What is going on with INCARCERATED GIRLS, who are showing an increase n frequency and severity of crime? Stanford researchers examined the INCIDENCE OF POSTTRAUMATIC STRESS DISORDER in a sample of 96 adolescent female offenders and a comparison sample of 93 males. (J. Am. Acad. Child Adolesc. Psychiatry, 37, 11; pp.1209-1216, November 1998). Results revealed that boys were more likely to be traumatized as observers of violence, whereas girls were more likely to be traumatized as direct victims. Those suffering from posttraumatic stress disorder were more likely to exhibit higher levels of distress and lower levels of self-restraint. For these offenders, therefore, perhaps PTSD is more likely a causal influence in severe offenses.

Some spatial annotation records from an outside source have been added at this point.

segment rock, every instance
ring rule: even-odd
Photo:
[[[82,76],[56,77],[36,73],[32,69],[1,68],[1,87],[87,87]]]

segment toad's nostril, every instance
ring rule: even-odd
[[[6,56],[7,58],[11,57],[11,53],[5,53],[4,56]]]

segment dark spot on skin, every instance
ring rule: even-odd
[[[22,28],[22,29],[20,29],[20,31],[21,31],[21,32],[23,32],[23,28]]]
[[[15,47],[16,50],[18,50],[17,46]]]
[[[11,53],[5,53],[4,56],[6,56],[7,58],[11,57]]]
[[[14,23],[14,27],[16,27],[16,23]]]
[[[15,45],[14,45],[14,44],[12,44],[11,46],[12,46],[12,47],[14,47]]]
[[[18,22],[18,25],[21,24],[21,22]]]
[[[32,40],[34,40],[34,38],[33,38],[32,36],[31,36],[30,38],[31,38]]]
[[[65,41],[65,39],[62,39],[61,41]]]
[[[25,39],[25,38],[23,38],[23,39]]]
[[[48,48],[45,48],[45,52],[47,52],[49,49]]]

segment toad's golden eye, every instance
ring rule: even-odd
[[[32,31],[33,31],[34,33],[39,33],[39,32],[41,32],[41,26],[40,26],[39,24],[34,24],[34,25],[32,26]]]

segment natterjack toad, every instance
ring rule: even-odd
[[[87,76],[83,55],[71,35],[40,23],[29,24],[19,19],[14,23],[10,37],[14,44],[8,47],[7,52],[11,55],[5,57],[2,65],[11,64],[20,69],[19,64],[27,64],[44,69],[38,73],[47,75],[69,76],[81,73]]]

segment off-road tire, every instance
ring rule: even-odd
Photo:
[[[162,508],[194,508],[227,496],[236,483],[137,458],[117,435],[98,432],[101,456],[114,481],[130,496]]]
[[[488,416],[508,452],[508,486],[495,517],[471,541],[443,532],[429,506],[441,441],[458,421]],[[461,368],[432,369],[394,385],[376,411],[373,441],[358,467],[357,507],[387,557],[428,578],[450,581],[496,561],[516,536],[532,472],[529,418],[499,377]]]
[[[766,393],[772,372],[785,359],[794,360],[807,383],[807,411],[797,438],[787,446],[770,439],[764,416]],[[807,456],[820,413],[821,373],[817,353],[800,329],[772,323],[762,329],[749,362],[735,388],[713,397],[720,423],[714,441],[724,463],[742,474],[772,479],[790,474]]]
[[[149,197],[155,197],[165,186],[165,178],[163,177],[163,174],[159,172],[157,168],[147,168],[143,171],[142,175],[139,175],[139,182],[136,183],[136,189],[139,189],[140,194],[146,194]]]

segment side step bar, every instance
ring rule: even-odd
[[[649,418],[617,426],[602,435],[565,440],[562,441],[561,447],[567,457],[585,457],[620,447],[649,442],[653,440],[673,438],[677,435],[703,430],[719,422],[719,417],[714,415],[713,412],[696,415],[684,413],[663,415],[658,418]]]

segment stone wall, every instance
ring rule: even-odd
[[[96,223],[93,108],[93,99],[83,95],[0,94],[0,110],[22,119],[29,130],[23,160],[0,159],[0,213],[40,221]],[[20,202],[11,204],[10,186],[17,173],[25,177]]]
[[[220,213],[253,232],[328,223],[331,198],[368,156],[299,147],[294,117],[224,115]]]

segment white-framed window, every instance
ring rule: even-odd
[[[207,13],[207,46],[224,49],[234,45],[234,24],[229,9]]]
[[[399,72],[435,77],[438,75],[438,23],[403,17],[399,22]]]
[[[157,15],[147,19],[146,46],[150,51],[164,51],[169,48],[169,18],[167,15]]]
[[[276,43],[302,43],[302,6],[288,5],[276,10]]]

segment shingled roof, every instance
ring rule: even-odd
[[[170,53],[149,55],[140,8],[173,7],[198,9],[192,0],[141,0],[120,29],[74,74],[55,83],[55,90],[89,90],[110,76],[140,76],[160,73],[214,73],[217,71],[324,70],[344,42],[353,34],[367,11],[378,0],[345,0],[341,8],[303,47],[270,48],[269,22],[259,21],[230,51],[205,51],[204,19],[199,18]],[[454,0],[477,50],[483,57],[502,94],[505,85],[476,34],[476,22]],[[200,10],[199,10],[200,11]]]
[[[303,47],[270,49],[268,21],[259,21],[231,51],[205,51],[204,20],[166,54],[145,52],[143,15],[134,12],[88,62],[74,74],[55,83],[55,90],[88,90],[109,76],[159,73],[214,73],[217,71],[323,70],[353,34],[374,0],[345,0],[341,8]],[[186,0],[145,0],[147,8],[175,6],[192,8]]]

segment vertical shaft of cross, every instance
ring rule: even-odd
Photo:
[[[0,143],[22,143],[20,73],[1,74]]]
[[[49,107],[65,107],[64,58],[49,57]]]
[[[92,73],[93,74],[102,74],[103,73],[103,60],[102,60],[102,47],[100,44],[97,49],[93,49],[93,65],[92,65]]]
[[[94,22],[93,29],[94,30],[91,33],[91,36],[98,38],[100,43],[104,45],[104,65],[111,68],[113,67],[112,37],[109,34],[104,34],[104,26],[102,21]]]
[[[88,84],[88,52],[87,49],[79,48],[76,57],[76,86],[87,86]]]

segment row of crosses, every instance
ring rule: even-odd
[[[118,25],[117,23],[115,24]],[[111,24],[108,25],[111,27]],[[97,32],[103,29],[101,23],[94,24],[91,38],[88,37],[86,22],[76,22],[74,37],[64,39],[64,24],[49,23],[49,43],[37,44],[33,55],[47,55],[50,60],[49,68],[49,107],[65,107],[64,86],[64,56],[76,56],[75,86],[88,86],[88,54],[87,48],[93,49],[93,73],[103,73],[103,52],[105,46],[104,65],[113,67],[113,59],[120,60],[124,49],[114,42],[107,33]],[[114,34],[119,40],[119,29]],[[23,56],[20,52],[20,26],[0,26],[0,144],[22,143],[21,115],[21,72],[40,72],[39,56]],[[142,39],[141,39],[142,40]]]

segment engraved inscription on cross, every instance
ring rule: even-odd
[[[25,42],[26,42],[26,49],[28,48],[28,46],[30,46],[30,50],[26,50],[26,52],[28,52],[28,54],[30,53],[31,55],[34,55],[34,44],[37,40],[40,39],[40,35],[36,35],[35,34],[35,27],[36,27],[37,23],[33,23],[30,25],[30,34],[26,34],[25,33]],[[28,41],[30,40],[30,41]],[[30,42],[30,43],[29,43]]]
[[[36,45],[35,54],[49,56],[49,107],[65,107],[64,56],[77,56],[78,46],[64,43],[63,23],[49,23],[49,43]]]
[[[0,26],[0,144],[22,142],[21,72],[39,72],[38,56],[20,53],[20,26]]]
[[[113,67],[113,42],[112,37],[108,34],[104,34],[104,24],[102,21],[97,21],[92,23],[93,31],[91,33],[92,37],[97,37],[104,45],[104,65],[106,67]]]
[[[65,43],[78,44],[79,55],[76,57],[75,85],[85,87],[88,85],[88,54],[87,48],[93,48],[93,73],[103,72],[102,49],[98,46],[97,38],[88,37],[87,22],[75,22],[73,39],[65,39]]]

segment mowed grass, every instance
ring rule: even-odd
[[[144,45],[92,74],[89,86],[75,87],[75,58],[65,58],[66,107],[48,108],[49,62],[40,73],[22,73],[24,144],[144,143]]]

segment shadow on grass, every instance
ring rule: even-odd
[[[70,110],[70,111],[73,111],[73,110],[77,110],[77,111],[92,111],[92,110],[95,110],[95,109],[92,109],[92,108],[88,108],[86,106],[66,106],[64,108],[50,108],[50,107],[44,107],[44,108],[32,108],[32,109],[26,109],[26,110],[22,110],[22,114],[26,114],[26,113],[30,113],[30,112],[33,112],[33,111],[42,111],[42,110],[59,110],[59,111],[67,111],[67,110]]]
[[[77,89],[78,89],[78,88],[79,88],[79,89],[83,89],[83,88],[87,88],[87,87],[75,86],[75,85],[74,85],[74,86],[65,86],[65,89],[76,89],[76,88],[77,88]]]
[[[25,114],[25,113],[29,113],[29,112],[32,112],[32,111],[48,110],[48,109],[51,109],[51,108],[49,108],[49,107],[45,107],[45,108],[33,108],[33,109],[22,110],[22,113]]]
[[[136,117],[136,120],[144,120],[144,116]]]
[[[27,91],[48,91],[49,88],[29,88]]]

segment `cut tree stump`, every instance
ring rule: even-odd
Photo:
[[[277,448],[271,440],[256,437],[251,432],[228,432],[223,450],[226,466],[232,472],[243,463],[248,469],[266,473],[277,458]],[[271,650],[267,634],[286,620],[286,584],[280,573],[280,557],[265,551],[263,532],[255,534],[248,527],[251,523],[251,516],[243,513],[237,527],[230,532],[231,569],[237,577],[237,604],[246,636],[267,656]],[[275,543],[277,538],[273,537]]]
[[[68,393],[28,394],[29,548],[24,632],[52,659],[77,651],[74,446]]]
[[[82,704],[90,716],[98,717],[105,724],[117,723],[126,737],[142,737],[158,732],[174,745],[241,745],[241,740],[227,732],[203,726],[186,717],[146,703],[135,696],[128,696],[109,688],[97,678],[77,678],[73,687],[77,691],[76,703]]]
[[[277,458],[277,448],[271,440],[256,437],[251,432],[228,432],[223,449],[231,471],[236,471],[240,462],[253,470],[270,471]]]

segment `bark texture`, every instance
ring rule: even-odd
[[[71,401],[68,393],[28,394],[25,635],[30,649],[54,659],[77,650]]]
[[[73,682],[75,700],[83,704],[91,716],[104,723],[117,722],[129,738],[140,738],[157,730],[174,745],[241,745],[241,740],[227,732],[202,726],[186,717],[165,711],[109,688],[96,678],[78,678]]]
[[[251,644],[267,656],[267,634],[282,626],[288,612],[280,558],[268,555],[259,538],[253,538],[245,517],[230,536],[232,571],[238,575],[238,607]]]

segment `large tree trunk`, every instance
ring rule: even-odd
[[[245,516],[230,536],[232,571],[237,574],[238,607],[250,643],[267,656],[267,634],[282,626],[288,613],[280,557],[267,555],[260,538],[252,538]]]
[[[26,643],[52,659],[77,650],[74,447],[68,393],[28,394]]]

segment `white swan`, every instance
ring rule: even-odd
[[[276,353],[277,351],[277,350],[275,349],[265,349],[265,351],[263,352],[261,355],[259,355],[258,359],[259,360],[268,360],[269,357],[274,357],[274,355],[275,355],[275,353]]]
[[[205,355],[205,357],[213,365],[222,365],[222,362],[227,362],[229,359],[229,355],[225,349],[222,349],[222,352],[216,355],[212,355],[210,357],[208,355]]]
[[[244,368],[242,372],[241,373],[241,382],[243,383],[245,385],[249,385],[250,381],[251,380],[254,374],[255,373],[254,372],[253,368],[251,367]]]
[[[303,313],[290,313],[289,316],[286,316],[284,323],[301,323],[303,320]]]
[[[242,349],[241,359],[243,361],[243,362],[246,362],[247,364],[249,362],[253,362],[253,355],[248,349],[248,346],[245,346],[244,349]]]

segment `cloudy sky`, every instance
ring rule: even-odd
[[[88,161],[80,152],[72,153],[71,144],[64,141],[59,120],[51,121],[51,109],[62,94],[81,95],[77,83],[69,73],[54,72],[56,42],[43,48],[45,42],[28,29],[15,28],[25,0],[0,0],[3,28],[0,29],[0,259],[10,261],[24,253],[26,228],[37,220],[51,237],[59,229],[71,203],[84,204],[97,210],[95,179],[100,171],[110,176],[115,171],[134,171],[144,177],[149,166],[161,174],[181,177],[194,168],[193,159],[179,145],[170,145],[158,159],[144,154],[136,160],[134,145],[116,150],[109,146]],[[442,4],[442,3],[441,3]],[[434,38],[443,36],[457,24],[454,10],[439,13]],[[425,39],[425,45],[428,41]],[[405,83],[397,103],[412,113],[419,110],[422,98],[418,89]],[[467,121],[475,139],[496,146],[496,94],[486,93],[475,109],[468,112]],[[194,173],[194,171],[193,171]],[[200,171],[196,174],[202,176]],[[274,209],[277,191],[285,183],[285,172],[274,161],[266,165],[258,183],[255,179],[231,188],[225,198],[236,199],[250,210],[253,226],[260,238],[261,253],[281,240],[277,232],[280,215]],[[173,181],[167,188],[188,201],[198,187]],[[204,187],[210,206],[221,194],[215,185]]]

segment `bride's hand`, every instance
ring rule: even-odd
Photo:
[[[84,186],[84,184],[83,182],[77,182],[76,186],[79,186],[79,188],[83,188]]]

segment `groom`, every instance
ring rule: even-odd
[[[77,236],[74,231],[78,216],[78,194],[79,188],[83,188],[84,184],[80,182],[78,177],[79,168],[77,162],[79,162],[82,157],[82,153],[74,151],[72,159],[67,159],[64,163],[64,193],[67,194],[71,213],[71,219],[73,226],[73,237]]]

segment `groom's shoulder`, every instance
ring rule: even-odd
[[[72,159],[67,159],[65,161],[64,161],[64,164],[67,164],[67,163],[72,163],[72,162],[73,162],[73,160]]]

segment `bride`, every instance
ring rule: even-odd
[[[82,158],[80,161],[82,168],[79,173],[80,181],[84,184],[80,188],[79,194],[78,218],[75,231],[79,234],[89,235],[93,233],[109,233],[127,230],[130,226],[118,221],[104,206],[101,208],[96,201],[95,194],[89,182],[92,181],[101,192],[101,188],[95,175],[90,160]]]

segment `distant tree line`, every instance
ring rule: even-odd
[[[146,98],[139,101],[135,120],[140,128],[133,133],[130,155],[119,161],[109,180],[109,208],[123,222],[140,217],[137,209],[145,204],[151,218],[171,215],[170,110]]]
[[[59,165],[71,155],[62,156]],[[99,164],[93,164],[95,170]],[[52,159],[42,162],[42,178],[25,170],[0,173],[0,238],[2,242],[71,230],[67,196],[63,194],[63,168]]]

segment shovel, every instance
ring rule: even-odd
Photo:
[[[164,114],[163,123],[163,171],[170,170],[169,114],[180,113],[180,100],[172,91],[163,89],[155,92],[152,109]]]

Clinically, subjects with POSTTRAUMATIC STRESS DISORDER may later demonstrate PHYSIOLOGICAL ACTIVATION to reminders of the trauma and increased startle. Researchers in Michigan (Biological Psychiatry 44: 1037-1044, 1998) studied 36 participants divided into three groups, 15 with PTSD and combat experience, 10 without PTSD but with combat experience, and 11 who never experienced PTSD and with no combat exposure. Traumatization in the study consisted of highly arousing combat sound and threat protocol. A physiologic recording device was used to measure changes in response to stimuli. Heart rate was found to be the most specific indicator of PTSD. Also detected was an elevated baseline skin conductance in those with PTSD. The study found that physiologic responses are primarily trauma specific. Findings such as these support the use of medical diagnostics in bolstering or rebutting claims of PTSD in the court.